A lot of times in real life, there's just not one winner. And we often try to make deals and find ways for everybody to win. It's not always possible, of course - sometimes you simply want opposing things, like how the Coalition wants people to support the government, while the Taliban wants to oppose them.
Inspired by New Angeles, amongst other game, here's a variant win condition for COIN in general, although it will probably unbalance the current games - but maybe for a later entry in the series?
Simply enough, if two sides pass a victory check simultaneously, they both win (the rest lose). If three or four sides pass a check in the same victory phase, they all win - no tiebreaker. If nobody passes a victory check on the last prop card, everybody loses - the conflict continues with no clear end in sight and everybody is miserable.
Applying this to some of the old COIN games we see that it can drastically change the dynamic in interesting ways, but the games aren't really balanced for it.
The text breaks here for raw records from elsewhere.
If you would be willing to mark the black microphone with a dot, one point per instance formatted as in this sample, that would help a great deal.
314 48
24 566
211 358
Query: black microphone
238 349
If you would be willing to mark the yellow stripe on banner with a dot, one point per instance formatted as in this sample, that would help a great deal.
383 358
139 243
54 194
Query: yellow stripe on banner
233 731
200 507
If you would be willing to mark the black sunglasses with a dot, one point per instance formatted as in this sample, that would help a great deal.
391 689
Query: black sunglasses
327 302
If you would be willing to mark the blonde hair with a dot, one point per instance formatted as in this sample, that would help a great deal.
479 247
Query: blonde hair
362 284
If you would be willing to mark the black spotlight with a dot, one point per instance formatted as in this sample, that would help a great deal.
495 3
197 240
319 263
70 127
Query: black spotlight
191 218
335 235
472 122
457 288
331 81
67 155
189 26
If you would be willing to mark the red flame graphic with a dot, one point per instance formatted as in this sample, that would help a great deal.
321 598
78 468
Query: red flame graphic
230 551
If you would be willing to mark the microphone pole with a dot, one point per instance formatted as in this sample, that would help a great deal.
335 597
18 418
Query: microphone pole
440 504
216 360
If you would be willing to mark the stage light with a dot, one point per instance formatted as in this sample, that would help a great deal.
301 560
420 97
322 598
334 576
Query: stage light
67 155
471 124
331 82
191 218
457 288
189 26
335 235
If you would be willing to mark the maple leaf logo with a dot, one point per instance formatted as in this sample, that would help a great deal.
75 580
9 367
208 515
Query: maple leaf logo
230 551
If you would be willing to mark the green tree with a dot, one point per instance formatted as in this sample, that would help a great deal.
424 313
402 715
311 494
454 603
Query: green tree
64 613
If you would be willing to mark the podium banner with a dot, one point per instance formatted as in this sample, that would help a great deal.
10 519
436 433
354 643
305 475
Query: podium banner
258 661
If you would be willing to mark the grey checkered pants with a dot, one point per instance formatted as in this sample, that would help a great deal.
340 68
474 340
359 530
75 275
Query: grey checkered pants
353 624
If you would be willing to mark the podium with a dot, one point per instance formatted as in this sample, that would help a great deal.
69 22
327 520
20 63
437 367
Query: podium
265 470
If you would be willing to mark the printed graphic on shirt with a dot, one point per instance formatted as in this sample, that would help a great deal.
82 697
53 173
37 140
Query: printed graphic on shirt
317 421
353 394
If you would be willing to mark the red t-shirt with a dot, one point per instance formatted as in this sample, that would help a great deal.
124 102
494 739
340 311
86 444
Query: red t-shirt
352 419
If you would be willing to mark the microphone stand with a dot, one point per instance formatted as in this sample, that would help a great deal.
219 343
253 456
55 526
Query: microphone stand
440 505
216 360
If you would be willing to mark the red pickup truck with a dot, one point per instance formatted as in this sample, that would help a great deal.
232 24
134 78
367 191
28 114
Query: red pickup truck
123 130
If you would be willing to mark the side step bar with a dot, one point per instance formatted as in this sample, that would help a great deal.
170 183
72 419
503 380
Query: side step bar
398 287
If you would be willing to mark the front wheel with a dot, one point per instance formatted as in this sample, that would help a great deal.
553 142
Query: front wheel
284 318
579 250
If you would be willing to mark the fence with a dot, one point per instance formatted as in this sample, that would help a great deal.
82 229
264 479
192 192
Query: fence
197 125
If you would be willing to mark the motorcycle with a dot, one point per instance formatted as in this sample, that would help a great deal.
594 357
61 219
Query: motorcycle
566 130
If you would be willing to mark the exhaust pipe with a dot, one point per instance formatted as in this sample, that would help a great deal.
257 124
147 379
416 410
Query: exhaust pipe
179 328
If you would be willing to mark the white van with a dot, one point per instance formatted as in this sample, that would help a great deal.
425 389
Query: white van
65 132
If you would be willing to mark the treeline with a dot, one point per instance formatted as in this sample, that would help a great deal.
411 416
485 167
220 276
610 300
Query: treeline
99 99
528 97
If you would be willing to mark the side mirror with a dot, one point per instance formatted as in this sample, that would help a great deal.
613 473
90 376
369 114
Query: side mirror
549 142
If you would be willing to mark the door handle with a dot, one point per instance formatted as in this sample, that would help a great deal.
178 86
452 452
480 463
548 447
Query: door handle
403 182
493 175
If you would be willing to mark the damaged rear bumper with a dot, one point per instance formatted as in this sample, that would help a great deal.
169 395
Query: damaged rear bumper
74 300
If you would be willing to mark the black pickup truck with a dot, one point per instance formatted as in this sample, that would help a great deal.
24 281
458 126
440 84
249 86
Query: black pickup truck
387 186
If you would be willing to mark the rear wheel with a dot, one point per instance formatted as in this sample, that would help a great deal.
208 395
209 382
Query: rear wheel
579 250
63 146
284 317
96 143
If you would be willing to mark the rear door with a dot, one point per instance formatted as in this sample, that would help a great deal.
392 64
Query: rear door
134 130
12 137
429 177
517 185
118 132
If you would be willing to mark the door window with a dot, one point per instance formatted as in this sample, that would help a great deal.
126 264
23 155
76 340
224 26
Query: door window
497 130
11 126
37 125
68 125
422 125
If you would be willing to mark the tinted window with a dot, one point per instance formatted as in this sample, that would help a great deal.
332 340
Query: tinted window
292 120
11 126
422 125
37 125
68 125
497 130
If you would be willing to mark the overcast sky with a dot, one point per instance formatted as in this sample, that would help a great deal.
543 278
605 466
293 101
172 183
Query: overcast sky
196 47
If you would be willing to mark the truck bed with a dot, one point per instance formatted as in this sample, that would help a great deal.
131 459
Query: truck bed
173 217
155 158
In Andean Abyss the government and the FARC will still be deadly enemies fighting over the hearts and minds of the population, but the AUC sails up as somebody who can play both sides - they could trade Terror in support areas for a FARC promise to not build too many bases, or they could ally with the govt for a deadly attack on FARC without worrying about getting stabbed in the back to appease the US. The Cartels probably break this dynamic hard, with no victory condition opposed by the others, they are likely to simply quietly amass wealth and build drug labs uncontested.
Adding this to a new COIN allows more solid alliances, but careful selection of win conditions and ways to achieve it should still be able to generate plenty of juicy conflict and hard choices. But you'll never have to backstab your ally just because they're doing too well.